Posted: Thu Dec 05, 2019 10:57 am
by Myka G 1l
Oxalate is bidentate because only two of the oxygens have a minus 1 charge that they use to form a bond with the central metal atom. The other two oxygens form a double bond with the carbon so they have a neutral formal charge.

Re: Oxolate Chelate

Posted: Thu Dec 05, 2019 11:57 am
by Angela Patel 2J
are chelates only bidentate?

Re: Oxolate Chelate

Posted: Thu Dec 05, 2019 12:05 pm
by KnarGeghamyan1B
Chelates are polydentates so 2 or more bonding sites.

Re: Oxolate Chelate

Posted: Thu Dec 05, 2019 12:58 pm
by Nuoya Jiang
No, chelates can form at least BIdentate.

Re: Oxolate Chelate

Posted: Thu Dec 05, 2019 9:35 pm
by Claire Stoecklein 1E
Are polydentates with three bonding sites called tridentate?
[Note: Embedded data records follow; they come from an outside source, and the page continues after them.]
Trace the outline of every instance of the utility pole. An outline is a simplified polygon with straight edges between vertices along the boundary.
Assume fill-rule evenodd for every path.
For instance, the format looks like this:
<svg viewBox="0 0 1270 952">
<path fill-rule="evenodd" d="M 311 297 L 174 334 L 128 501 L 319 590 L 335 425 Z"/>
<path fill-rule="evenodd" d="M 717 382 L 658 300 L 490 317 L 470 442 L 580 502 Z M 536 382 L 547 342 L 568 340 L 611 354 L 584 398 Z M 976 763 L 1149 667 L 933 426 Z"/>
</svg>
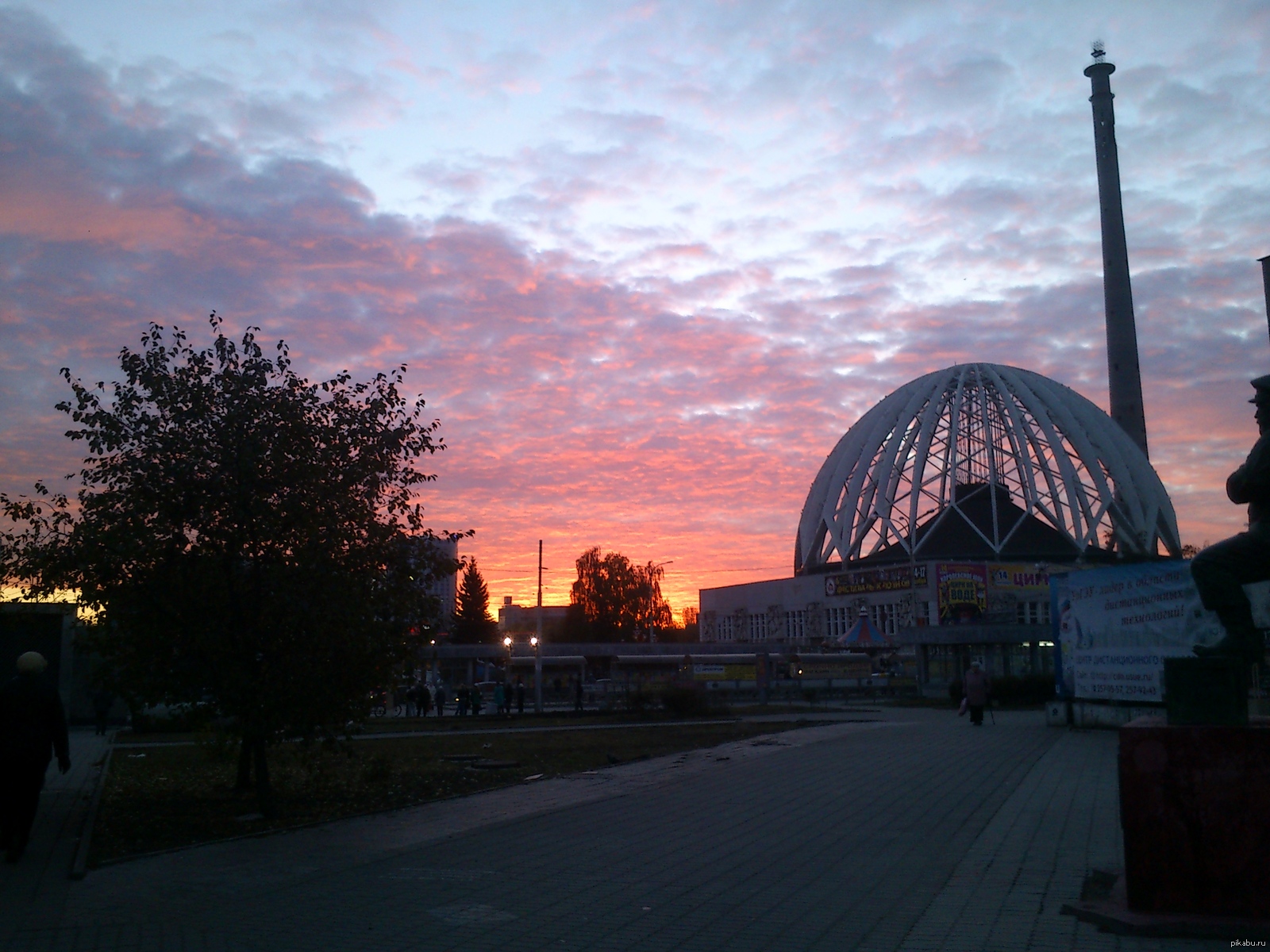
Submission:
<svg viewBox="0 0 1270 952">
<path fill-rule="evenodd" d="M 533 638 L 533 712 L 542 713 L 542 539 L 538 539 L 538 607 L 535 611 Z"/>
<path fill-rule="evenodd" d="M 1270 321 L 1270 255 L 1257 260 L 1261 261 L 1261 287 L 1266 292 L 1266 321 Z"/>
</svg>

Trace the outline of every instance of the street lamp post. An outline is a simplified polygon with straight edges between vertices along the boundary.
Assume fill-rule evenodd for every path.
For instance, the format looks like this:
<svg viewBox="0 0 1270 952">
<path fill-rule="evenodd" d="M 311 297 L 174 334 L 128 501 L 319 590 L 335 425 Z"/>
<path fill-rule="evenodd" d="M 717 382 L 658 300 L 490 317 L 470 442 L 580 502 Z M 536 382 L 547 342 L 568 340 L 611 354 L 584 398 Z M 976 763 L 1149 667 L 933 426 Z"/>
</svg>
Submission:
<svg viewBox="0 0 1270 952">
<path fill-rule="evenodd" d="M 533 613 L 533 712 L 542 713 L 542 539 L 538 539 L 538 607 Z"/>
<path fill-rule="evenodd" d="M 507 668 L 503 671 L 503 703 L 507 704 L 507 712 L 512 713 L 512 636 L 508 635 L 503 638 L 503 647 L 507 649 Z M 502 711 L 499 711 L 502 713 Z"/>
</svg>

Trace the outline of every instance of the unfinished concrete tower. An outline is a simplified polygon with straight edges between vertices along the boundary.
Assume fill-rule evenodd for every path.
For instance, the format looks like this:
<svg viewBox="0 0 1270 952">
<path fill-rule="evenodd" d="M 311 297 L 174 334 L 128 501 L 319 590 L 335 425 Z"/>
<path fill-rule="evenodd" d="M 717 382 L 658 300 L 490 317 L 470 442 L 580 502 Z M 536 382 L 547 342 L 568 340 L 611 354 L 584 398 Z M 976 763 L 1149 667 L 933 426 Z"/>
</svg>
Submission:
<svg viewBox="0 0 1270 952">
<path fill-rule="evenodd" d="M 1107 383 L 1111 419 L 1147 453 L 1147 418 L 1142 409 L 1142 372 L 1138 368 L 1138 331 L 1133 321 L 1129 287 L 1129 250 L 1124 241 L 1120 204 L 1120 157 L 1115 147 L 1115 109 L 1106 51 L 1093 44 L 1095 62 L 1086 67 L 1093 104 L 1093 146 L 1099 165 L 1099 207 L 1102 213 L 1102 298 L 1107 315 Z"/>
</svg>

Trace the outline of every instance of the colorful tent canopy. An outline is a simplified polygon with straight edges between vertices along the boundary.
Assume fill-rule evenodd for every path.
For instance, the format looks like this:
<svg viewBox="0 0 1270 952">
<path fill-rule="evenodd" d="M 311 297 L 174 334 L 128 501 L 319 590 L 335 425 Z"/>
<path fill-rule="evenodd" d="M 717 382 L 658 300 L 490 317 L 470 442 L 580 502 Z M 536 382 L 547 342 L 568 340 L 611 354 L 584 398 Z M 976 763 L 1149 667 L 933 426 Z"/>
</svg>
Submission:
<svg viewBox="0 0 1270 952">
<path fill-rule="evenodd" d="M 869 616 L 860 614 L 860 621 L 851 626 L 851 631 L 838 638 L 843 647 L 886 647 L 890 641 L 878 631 L 878 626 L 869 621 Z"/>
</svg>

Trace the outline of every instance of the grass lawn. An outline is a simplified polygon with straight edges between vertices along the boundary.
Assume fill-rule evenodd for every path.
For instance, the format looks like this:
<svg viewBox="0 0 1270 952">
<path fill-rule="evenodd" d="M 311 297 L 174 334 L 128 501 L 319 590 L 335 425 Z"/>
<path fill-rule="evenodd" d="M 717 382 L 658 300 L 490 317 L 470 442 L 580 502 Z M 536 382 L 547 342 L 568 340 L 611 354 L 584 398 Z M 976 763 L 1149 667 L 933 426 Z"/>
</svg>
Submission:
<svg viewBox="0 0 1270 952">
<path fill-rule="evenodd" d="M 469 724 L 478 726 L 479 721 L 467 718 L 465 726 Z M 458 737 L 437 731 L 437 736 L 334 746 L 283 744 L 269 751 L 277 801 L 272 820 L 259 816 L 254 796 L 234 792 L 237 748 L 222 739 L 187 746 L 121 748 L 110 759 L 89 862 L 95 866 L 157 849 L 404 807 L 518 783 L 532 774 L 551 777 L 607 767 L 611 758 L 659 757 L 808 724 L 649 725 Z M 444 759 L 462 755 L 519 765 L 484 770 Z"/>
</svg>

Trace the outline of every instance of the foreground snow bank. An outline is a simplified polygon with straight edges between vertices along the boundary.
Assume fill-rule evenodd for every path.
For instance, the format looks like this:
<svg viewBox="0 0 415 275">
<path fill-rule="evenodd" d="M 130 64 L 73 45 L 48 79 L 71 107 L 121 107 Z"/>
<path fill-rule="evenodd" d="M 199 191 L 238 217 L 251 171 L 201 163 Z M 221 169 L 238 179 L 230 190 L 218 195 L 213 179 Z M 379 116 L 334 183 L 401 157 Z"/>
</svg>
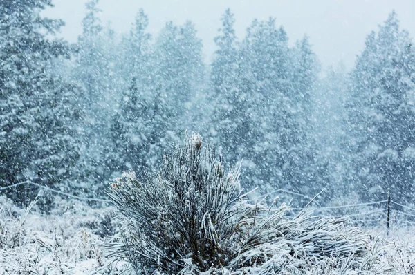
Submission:
<svg viewBox="0 0 415 275">
<path fill-rule="evenodd" d="M 106 256 L 114 220 L 109 208 L 57 198 L 44 215 L 0 197 L 0 274 L 118 274 L 126 263 Z"/>
</svg>

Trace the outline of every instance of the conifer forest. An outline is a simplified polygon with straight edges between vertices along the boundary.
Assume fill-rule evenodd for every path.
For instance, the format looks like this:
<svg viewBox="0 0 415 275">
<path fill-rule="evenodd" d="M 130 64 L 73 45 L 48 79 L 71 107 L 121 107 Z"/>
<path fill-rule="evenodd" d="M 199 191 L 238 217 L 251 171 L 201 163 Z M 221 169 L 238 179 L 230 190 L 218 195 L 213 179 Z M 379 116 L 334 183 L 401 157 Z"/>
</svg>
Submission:
<svg viewBox="0 0 415 275">
<path fill-rule="evenodd" d="M 192 21 L 122 33 L 99 0 L 69 41 L 55 2 L 0 0 L 0 275 L 415 274 L 399 13 L 346 68 L 232 7 L 212 58 Z"/>
</svg>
Or do we only specify bidentate?

Re: Oxolate Chelate

Posted: Fri Dec 06, 2019 3:25 pm
by Jasmine 2C
Myka G 3J wrote:Oxalate is bidentate because only two of the oxygens have a minus 1 charge that they use to form a bond with the central metal atom. The other two oxygens form a double bond with the carbon so they have a neutral formal charge.

Does it matter if they have a negative bond or not? For molecules like ethylenediamine, the nitrogens that allow it to be bidentate have a neutral formal charge.